/block

A simple blocking and tiling utility using PyTorch

Primary LanguagePython

Block Unblock Lib

Blocking and tiling is often needed to achieve:

  • Good cache hits in GPU/accelerator memory
  • Better reuse of activations or weights for matrix multiplications

This is a simple yet much faster method to blocking and unblocking data using existing PyTorch functions.

Inspired by previous work using numpy

The Slow Way

A nested for-loops approach would look something like the snippet below:

def block_tensor_element_by_element(tensor, block_dim=128, ublock_dim=64, tile_dim=32, face_dim=16):
    # Example of reshaping and permuting element by element
    blocks_r = tensor.shape[-2] // block_dim
    blocks_c = tensor.shape[-1] // block_dim
    ublocks_r = block_dim // ublock_dim
    ublocks_c = block_dim // ublock_dim
    tiles_r = ublock_dim // tile_dim
    tiles_c = ublock_dim // tile_dim
    faces_r = tile_dim // face_dim
    faces_c = tile_dim // face_dim

    # Manually reshape the tensor
    blocked_tensor = []
    for br in range(blocks_r):
        for ur in range(ublocks_r):
            for tr in range(tiles_r):
                for fr in range(faces_r):
                    for bc in range(blocks_c):
                        for uc in range(ublocks_c):
                            for tc in range(tiles_c):
                                for fc in range(faces_c):
                                    block = tensor[br*block_dim:(br+1)*block_dim, bc*block_dim:(bc+1)*block_dim]
                                    ublock = block[ur*ublock_dim:(ur+1)*ublock_dim, uc*ublock_dim:(uc+1)*ublock_dim]
                                    tile = ublock[tr*tile_dim:(tr+1)*tile_dim, tc*tile_dim:(tc+1)*tile_dim]
                                    face = tile[fr*face_dim:(fr+1)*face_dim, fc*face_dim:(fc+1)*face_dim]
                                    blocked_tensor.append(face)

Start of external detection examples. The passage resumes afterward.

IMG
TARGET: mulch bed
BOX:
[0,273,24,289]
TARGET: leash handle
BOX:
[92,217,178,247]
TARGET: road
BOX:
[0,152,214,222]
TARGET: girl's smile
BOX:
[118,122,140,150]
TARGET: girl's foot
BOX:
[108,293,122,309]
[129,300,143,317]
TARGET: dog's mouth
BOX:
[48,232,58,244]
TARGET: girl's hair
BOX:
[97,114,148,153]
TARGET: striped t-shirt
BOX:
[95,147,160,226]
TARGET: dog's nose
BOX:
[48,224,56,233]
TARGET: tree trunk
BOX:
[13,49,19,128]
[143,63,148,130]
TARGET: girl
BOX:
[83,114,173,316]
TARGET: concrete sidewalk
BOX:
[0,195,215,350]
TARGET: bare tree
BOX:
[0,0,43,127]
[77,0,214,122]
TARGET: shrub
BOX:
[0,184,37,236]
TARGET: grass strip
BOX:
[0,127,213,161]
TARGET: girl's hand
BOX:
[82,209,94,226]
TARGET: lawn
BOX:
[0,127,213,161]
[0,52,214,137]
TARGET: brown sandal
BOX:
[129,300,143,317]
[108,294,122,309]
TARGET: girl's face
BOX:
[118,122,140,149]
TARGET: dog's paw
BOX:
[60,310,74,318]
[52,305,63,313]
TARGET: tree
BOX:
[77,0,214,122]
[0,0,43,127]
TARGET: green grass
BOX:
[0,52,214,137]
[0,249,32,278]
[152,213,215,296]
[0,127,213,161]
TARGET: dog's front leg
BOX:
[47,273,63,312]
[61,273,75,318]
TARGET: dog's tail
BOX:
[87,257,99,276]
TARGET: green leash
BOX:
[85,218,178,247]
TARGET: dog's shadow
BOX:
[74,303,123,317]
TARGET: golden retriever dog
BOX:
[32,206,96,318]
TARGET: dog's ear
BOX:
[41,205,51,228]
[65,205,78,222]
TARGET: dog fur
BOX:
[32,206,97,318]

    # Reshape back into 2D
    concatenated_tensor = torch.cat(blocked_tensor)
    result = concatenated_tensor.reshape(tensor.shape[-2], tensor.shape[-1])
    return result

Achieving 35 samples/s using my AMD EPYC CPU.

The fast way

Let's use the provided 2D blocking and tiling function with the same default parameters

from block_unblock import block_tensor

block_act = block_tensor(tensor)

Achieving 6000 samples/s using the same CPU. This seraializes the batch dim which could be parallelized as well for further speed up.